Figure 7. Gβγ signaling regulates IL-13-induced c-Src and ERK1/2 activation in HASM cells.

(A) Immunoblots depicting IL-13-induced transient phosphorylation of c-Src^Tyr416 and ERK1/2 in HASM cells, with peak phosphorylation detected at 10 and 30 min, respectively. (B) Immunoblots depicting that, contrasting the lack of effect of pretreatment with MPS alone, IL-13-induced phosphorylation of c-Src^Tyr416 and ERK1/2 is suppressed in HASM cells pretreated with either anti-Gβγ peptide (20 µM) or gallein (10 µM). Additionally, in contrast to HASM cells transfected with adeno-LacZ (i.e., negative control), IL-13-induced phosphorylation of c-Src^Tyr416 and ERK1/2 is also suppressed in HASM cells wherein Gβγ signaling is inhibited by transfection with adeno-βARK-ct. (C) Western blot depicting interaction of Gβ and c-Src^Tyr416 in HASM cells stimulated with IL-13 in the absence and presence of inhibition of Gβγ activation. Following preparation of lysates from untreated and IL-13-treated (50 ng/ml×10 min) HASM cells, Gβ was immunoprecipitated (IP) with anti-Gβ monoclonal antibody, and subsequently immunoblotted (IB) with anti-phospho-c-Src^Tyr416 antibody (see Methods). Note, relative to untreated cells, association of Gβ and c-Src^Tyr416 proteins was significantly increased in IL-13-treated HASM cells; and formation of this protein complex was suppressed in IL-13-exposed cells that were pretreated with either anti-Gβγ peptide (20 µM) or gallein (10 µM), and also suppressed in IL-13-exposed HASM cells that were transfected with adeno-βARK-ct. The immunoblots shown in A–C are representative from 3–4 experiments.

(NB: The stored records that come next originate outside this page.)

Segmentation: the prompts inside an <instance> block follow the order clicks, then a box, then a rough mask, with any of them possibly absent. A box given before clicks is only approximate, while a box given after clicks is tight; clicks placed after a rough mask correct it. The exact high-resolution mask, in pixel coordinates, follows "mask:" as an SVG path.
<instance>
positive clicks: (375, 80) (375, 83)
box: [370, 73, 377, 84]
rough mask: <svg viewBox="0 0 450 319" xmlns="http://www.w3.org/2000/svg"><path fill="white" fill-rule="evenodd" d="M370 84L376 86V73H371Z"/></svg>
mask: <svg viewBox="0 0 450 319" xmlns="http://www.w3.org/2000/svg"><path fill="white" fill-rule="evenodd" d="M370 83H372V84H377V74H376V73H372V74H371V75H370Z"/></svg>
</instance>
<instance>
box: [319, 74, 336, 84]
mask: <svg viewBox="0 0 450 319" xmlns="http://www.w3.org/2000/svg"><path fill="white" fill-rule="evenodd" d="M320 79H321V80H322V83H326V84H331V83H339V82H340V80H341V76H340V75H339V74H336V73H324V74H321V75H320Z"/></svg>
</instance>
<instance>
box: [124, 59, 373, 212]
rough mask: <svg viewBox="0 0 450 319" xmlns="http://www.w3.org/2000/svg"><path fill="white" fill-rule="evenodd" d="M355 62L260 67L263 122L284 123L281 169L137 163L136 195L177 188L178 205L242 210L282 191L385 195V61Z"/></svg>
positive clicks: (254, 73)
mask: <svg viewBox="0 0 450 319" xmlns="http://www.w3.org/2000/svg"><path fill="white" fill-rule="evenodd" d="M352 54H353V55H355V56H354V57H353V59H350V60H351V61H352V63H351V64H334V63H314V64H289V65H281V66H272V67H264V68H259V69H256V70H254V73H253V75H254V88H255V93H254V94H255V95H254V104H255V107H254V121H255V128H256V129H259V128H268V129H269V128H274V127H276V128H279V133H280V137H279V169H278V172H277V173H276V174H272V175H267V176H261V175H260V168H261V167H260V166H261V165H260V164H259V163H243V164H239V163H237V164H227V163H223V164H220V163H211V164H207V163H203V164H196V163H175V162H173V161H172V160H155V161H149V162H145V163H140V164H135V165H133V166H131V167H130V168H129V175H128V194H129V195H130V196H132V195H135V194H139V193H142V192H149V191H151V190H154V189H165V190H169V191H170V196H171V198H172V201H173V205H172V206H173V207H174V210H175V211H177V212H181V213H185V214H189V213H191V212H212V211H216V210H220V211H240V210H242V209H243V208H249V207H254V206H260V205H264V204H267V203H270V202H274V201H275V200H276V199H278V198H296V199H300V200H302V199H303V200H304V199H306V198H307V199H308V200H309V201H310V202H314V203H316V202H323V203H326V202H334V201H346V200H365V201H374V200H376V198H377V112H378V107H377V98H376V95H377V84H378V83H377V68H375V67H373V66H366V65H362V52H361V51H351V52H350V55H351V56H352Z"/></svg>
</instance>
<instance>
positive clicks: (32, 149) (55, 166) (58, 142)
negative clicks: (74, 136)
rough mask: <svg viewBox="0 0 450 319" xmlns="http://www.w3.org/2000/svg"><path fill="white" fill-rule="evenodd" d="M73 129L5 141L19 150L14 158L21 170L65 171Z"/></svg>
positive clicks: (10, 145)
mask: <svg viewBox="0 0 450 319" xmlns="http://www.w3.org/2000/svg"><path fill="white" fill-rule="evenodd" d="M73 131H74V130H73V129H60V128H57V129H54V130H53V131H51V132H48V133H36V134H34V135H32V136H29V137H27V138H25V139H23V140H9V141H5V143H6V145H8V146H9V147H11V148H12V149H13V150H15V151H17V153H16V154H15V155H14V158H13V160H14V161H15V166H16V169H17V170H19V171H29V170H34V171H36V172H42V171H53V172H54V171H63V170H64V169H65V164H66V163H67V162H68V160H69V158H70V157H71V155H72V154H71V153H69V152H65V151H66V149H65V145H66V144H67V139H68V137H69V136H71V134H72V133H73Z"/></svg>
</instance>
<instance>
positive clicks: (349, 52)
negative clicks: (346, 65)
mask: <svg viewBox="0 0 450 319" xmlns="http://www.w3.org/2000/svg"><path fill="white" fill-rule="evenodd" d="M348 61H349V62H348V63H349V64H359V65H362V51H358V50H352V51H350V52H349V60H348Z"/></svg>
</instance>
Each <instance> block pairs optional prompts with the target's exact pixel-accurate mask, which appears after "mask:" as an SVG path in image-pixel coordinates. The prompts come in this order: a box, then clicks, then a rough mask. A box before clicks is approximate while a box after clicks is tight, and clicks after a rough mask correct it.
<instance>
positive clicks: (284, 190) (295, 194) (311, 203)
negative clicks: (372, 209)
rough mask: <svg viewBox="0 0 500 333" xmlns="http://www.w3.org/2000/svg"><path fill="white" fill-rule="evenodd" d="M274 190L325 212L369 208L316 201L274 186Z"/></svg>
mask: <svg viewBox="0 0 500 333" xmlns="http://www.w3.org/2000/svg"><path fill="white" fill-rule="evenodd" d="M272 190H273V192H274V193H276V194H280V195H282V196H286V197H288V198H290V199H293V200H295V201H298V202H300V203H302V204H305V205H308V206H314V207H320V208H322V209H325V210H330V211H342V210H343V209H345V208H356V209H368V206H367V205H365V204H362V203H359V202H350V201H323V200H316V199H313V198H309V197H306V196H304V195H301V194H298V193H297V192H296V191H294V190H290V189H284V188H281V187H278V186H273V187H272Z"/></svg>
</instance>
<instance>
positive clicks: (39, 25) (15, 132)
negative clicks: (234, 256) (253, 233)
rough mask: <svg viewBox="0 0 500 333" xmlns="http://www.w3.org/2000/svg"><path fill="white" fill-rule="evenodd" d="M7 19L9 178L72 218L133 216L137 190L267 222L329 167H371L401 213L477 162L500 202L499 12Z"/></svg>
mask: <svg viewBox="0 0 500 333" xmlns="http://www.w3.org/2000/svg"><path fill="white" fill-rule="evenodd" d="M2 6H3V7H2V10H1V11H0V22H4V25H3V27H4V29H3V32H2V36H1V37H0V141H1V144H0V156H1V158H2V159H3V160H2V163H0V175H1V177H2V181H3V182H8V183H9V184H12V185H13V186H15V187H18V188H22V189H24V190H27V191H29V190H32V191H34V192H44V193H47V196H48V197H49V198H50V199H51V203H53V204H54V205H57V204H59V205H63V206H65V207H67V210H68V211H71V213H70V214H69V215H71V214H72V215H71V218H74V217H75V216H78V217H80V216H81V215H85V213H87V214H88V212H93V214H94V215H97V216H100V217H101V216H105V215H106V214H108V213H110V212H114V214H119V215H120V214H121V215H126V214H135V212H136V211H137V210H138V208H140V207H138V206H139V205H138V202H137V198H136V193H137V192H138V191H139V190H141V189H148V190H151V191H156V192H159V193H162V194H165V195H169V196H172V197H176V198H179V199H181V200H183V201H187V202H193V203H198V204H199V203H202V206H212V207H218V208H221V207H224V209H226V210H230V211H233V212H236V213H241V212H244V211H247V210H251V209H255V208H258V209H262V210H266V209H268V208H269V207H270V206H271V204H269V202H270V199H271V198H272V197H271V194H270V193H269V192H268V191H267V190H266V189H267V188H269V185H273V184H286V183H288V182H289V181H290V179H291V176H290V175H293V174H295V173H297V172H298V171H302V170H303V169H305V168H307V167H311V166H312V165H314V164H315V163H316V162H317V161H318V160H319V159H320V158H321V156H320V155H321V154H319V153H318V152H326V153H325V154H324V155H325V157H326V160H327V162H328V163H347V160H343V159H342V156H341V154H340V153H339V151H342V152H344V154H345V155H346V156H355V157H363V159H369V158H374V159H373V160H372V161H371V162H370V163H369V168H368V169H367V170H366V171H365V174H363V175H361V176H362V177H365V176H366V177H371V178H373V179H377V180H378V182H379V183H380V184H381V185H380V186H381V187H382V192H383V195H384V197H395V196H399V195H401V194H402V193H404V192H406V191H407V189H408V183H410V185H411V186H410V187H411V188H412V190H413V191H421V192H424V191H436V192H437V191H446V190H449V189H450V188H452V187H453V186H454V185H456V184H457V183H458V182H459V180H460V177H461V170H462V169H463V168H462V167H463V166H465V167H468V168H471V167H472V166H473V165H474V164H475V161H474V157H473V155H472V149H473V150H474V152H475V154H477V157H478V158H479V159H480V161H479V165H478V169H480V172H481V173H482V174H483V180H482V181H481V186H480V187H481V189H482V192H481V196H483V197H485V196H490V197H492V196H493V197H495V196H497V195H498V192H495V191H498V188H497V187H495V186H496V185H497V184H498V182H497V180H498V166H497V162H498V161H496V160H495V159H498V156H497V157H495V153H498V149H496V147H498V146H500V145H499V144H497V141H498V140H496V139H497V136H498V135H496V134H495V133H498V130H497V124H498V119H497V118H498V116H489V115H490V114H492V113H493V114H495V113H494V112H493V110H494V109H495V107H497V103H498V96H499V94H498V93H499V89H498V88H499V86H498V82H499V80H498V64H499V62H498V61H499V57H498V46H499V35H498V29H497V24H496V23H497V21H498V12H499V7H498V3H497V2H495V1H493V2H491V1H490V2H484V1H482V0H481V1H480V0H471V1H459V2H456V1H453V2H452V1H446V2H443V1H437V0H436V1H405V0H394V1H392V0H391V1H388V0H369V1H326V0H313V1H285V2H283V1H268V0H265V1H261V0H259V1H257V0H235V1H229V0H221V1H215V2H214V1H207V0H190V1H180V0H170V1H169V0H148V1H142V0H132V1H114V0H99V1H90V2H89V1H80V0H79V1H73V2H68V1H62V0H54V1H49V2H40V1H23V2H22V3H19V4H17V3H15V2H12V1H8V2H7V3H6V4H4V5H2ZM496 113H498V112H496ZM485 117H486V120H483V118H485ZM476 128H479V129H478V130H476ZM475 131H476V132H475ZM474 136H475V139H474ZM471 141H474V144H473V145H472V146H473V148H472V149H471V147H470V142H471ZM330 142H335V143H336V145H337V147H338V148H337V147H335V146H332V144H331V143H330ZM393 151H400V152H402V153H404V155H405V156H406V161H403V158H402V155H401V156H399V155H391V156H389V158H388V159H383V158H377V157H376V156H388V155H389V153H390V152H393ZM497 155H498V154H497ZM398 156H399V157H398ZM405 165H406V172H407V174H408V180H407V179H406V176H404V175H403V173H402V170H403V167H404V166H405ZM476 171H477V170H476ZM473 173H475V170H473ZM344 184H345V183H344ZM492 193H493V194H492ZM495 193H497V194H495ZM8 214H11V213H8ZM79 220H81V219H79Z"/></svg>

Figure 8. IL-13-induced Gi-βγ signaling mediates ERK1/2-dependent upregulation of PDE4D mRNA transcripts in HASM cells.

(A) IL-13 elicits temporal increases in PDE4D mRNA expression in HASM cells, with peak induction of transcripts detected at 12 hr. A representative experiment (B), and corresponding densitometric analysis of PDE4D mRNA expression expressed as a ratio of β-actin (C), demonstrate that IL-13 induced PDE4D transcripts at 12 hr is abrogated in HASM cells that are pretreated either with PTX, anti-Gβγ blocking peptide, or inhibitors of either MEK-ERK1/2 (U0126), c-Src tyrosine kinase (SU6656) or gallein, whereas pretreatment with inhibitors of p38 MAPK (SB202190) or JNK (SP600125) has no effect. Data are mean ± SE values from 4 experiments (**p<0.01).

Figure 9. Inhibition Gβγ signaling prevents rolipram-sensitive changes in agonist responsiveness in IL-13-exposed rabbit ASM tissues.

Relative to controls, ASM tissues sensitized with IL-13 (50 ng/ml×24 hr) exhibit significantly increased contractility to ACh (A) and impaired relaxation to isoproterenol (B). Inhibition of Gβγ signaling by pretreatment with anti-Gβγ blocking peptide or gallein, or inhibition of PDE4 activity with rolipram, prevents IL-13-induced changes in ASM responsiveness. Data are mean ± SD values from 5–6 experiments. ANOVA used for multiple comparisons of mean Tmax and Rmax values. *p<0.05; **p<0.01.